Books
BookTV Viewership Doubles
by Tim Lien
With seventy-plus channels available on cable television, BookTV doesn’t even seem like a viable economic venture. Most of their potential viewers are probably reading a book, anyway. But Sunday night, BookTV’s ratings enjoyed a rare spike when I joined Prof. Robert “just-call-me-Bob” Koshansky* (from Kankakee, “just-south-of-Chicago”) in watching a woman pitch her book to a meager crowd, the cameraman, Mr. Koshansky, and myself. I missed the actual title of the book, but it was a biography on Harriet Beecher Stowe.
[*Yes, Mr. Koshansky is a fabricated, fictitious character used to emphasize the small amount of people watching BookTV.]

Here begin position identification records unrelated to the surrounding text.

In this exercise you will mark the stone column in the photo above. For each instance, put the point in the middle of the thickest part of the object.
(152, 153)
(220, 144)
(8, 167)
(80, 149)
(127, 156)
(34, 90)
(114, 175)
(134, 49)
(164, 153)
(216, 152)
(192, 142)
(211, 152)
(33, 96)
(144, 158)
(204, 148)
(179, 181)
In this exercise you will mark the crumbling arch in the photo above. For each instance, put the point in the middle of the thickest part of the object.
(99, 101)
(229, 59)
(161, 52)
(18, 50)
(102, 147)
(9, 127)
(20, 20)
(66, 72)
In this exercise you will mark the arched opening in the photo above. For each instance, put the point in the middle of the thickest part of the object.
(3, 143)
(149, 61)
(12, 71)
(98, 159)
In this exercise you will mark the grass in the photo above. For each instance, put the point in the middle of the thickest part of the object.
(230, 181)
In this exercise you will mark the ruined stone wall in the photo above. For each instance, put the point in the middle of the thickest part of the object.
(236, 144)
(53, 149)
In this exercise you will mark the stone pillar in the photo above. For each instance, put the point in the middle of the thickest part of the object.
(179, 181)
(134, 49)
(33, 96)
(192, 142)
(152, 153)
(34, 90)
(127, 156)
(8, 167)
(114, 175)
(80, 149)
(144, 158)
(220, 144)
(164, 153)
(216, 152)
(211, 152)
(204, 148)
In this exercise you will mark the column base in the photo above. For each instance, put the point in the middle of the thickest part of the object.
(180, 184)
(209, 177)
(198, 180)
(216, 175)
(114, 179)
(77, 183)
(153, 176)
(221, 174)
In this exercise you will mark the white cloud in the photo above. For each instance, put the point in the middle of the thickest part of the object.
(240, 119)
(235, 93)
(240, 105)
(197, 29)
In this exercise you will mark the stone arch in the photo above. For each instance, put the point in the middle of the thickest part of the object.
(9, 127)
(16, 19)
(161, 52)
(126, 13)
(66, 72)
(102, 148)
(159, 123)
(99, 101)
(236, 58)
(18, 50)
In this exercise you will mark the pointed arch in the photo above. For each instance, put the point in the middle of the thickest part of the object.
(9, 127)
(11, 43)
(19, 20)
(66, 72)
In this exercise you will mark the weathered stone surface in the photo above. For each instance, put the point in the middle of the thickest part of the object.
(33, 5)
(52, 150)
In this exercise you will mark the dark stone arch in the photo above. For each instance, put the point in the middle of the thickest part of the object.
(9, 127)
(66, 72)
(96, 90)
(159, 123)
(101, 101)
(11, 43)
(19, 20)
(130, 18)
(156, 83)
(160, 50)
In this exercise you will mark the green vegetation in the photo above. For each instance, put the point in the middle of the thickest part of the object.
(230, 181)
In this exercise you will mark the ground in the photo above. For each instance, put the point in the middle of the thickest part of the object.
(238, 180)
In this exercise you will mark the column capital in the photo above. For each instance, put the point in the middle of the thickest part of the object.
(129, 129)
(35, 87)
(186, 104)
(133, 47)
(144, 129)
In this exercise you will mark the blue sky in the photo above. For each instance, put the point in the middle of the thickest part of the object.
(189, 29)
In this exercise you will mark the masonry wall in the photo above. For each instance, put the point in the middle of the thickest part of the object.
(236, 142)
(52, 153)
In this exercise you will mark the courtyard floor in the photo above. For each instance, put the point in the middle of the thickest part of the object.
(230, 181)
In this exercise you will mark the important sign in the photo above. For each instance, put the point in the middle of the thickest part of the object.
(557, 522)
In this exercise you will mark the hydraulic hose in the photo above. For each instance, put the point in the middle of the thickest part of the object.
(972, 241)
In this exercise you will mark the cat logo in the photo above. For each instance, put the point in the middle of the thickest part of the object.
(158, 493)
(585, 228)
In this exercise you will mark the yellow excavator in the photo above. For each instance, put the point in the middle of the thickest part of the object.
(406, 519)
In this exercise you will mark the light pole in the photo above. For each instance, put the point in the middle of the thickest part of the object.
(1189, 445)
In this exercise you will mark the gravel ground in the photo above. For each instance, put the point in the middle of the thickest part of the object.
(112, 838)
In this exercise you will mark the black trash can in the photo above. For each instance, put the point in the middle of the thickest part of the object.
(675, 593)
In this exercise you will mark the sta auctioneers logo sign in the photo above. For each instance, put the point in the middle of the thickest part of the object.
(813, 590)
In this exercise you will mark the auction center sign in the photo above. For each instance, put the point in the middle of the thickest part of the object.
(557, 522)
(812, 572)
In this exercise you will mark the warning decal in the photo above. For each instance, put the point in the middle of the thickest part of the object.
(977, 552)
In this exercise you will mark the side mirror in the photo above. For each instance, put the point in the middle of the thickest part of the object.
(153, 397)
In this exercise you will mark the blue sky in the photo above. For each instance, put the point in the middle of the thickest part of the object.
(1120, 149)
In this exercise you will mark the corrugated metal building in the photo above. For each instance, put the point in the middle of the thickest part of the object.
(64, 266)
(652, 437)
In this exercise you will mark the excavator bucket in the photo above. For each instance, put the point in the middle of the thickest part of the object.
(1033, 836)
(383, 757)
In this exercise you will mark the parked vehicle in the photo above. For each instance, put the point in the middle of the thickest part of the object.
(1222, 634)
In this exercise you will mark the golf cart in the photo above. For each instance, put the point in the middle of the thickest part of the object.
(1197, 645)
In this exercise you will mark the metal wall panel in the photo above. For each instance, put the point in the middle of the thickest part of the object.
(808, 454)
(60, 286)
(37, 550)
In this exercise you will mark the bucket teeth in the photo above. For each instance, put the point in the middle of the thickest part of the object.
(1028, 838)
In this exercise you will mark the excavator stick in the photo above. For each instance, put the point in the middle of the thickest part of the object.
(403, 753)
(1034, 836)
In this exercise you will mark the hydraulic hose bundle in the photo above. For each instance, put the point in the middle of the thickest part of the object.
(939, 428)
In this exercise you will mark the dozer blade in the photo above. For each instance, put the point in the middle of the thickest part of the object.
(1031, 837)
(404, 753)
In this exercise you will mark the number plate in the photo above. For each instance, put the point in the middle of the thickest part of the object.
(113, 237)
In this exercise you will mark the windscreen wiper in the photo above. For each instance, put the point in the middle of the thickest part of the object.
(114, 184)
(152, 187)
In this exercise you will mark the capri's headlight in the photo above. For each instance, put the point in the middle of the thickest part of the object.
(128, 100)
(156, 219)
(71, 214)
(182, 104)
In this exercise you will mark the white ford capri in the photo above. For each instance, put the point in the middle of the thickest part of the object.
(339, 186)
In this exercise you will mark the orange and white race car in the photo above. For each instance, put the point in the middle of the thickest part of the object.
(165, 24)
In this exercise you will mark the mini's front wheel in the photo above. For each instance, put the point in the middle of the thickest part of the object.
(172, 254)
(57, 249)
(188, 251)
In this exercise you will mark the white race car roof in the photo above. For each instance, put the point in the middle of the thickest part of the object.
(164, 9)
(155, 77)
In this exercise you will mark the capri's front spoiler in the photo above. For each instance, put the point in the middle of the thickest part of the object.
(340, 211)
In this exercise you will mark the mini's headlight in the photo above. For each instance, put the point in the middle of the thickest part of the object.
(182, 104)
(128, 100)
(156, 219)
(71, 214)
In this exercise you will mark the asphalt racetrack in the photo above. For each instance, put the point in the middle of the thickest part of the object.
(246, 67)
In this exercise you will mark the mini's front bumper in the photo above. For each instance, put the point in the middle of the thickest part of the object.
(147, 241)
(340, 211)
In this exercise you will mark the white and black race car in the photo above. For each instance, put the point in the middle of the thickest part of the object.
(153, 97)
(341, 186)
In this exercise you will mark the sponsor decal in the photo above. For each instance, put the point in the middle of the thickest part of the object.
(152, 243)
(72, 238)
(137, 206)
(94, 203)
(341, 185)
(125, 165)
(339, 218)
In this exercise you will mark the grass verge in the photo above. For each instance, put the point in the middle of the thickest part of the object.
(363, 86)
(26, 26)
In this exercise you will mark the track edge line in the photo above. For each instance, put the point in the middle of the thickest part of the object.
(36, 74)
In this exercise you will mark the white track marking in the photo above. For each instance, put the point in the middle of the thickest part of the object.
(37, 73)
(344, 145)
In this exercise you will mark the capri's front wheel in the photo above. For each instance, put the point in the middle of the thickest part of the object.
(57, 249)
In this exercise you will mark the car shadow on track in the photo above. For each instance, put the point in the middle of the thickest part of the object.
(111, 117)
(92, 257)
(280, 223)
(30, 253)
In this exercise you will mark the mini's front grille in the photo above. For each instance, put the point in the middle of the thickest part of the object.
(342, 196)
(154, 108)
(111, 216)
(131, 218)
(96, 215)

I just finished The Minister’s Wooing, by Stowe, so I was pleasantly surprised to see her enjoy some Prime Time. Well, it was 10:30pm, my time. But it was Prime Time somewhere. Stowe’s famous quote was printed on a backdrop behind the vivacious biographer:
I wrote what I did because as a woman, as a mother, I was oppressed and broken-hearted with the sorrows and injustice I saw, because as a Christian I felt the dishonor to Christianity— because as a lover of my country, I trembled at the coming day of wrath.

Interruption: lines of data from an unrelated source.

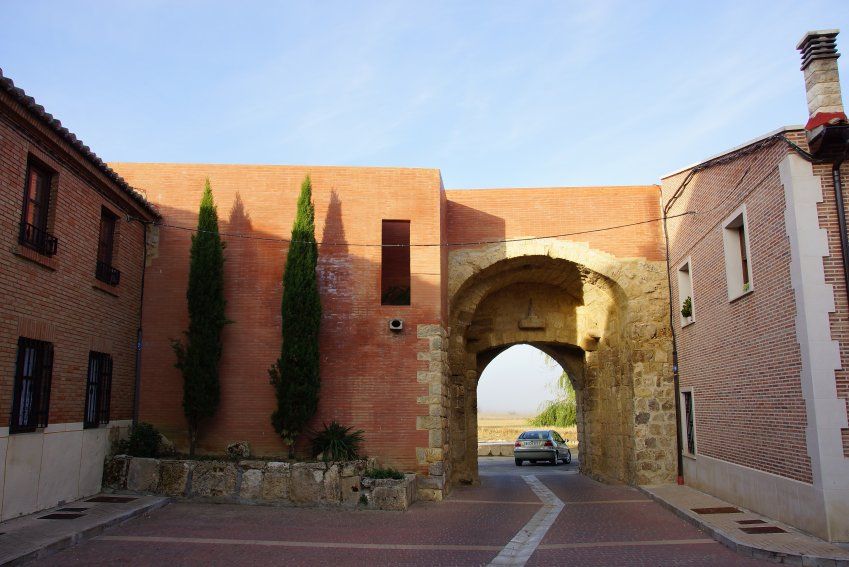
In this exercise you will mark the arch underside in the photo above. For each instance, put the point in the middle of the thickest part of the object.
(593, 316)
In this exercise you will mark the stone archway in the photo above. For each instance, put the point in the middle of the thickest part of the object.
(601, 318)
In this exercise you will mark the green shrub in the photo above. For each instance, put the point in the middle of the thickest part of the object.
(142, 442)
(561, 412)
(295, 375)
(387, 472)
(337, 443)
(558, 413)
(198, 357)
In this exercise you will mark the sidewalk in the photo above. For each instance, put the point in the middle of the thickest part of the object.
(38, 535)
(728, 524)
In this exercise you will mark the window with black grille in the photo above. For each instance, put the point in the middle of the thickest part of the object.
(31, 396)
(395, 263)
(105, 271)
(98, 387)
(36, 210)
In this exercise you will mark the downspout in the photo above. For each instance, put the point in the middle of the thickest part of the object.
(841, 215)
(675, 376)
(137, 381)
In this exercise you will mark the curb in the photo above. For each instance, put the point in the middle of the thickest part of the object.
(744, 548)
(65, 542)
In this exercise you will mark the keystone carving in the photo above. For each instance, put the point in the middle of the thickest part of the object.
(531, 321)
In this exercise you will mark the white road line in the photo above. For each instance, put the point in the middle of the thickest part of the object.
(517, 552)
(308, 544)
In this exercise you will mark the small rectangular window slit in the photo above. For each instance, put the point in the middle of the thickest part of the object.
(395, 263)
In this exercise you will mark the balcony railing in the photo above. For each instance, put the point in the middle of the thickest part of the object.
(39, 240)
(107, 273)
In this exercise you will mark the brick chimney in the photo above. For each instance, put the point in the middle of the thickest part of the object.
(822, 83)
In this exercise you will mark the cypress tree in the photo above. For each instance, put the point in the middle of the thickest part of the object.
(296, 374)
(198, 358)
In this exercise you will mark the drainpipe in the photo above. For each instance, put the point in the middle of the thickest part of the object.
(675, 377)
(841, 216)
(137, 381)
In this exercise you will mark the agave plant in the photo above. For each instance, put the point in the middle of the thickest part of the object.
(337, 443)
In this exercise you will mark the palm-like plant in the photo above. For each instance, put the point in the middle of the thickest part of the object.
(337, 443)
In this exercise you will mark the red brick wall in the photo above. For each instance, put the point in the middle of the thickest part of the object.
(492, 214)
(368, 373)
(833, 264)
(59, 299)
(742, 357)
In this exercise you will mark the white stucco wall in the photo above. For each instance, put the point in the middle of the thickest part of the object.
(61, 463)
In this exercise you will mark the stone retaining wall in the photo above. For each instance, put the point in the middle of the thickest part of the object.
(261, 482)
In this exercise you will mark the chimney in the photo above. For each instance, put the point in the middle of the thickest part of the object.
(819, 63)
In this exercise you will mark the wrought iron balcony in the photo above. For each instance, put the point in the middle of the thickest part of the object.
(107, 273)
(39, 240)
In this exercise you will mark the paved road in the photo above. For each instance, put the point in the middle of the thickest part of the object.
(533, 515)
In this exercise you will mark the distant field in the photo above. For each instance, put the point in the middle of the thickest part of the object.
(508, 427)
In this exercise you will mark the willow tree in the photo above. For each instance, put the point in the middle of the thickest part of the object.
(199, 355)
(295, 375)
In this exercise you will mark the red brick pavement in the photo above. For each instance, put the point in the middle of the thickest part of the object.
(598, 526)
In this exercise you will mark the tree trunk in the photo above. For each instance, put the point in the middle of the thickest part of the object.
(193, 438)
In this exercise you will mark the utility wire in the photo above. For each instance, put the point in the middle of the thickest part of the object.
(426, 245)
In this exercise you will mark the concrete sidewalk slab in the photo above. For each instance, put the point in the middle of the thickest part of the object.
(789, 546)
(36, 536)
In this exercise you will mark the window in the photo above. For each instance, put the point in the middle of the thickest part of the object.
(31, 396)
(738, 269)
(685, 294)
(689, 421)
(35, 211)
(98, 387)
(395, 263)
(105, 246)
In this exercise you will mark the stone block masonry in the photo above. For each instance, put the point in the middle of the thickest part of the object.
(262, 482)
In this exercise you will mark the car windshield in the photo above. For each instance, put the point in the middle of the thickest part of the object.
(534, 435)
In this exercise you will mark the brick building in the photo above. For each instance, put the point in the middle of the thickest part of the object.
(70, 279)
(755, 244)
(422, 287)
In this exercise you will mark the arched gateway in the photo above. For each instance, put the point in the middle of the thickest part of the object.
(602, 319)
(482, 272)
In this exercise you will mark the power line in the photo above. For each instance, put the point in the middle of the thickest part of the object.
(425, 245)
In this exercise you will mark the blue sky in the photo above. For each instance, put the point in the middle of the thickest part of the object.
(492, 93)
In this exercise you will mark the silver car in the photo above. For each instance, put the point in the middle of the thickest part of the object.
(541, 445)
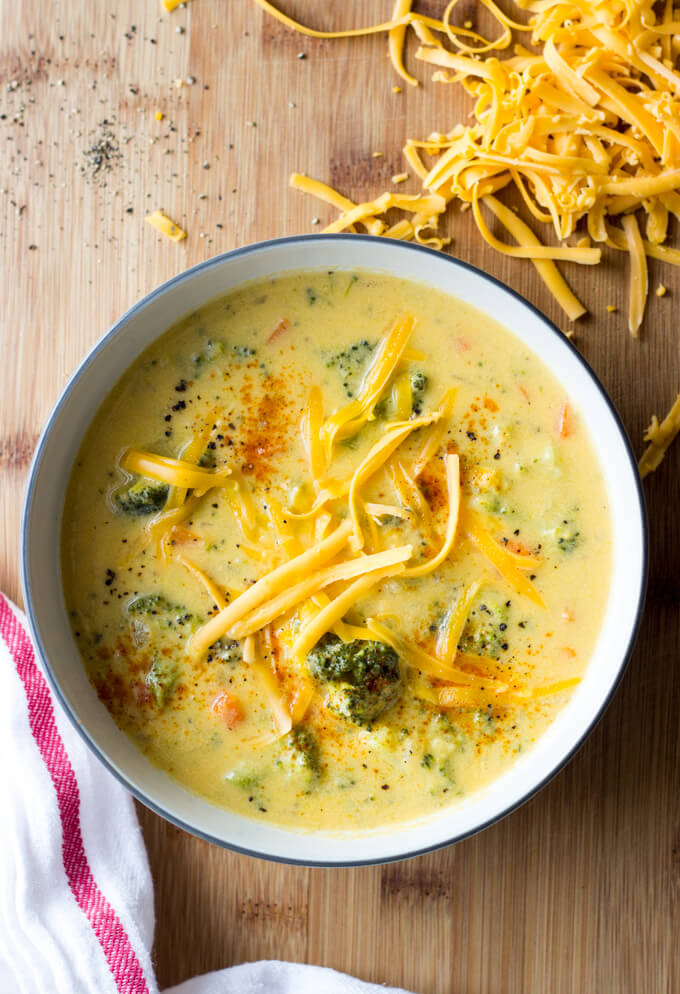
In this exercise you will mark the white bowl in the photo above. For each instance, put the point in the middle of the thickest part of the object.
(41, 568)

A good quote, but this is one that I had underlined in The Ministers Wooing:
He was called a good fellow, — only a little lumpish, — and as he was brave and faithful, he rose in time to be a shipmaster. But when came the business of making money, the aptitude for accumulating, George found himself distanced by many a one with not half his general powers. What shall a man do with a sublime tier of moral faculties, when the most profitable business out of his port is the slave-trade? So it was in Newport in those days. George’s first voyage was on a slaver, and he wished himself dead many a time before it was over, — and ever after would talk like a man beside himself, if the subject was named. He declared that the gold made in it was distilled from human blood, from mothers’ tears, from the agonies and dying groans of gasping, suffocating men and women, and that it would sear and blister the soul of him that touched it; in short, he talked as whole-souled, unpractical fellows are apt to talk about what respectable people sometimes do. Nobody had ever instructed him that a slaveship, with a procession of expectant sharks in its wake, is a missionary institution, by which closely. packed heathens are brought over to enjoy the light of the Gospel. So, though George was acknowledged to be a good fellow, and honest as the noon-mark on the kitchen floor, he let slip so many chances of making money as seriously to compromise his reputation among thriving folks. He was wastefully generous — insisted on treating every poor dog that came in his way, in any foreign port, as a brother — absolutely refused to be party in cheating or deceiving the heathen on any shore, or in skin of any color — and also took pains, as far as in him lay, to spoil any bargains which any of his subordinates founded on the ignorance or weakness of his fellow-men. So he made voyage after voyage, and gained only his wages and the reputation among his employers of an incorruptibly honest fellow.
It was amazing to see the continuing relevance and prescient wisdom of Stowe’s observations from 1859. I can’t help but think that we have our own correlating “slave ships,” that we use to justify our own evangelistic ends. Talk amongst yourselves.
Posted by Tim Lien at September 5, 2006 11:17 AM
I believe the book is called “The Most Famous Man in America.” BookTV rocks.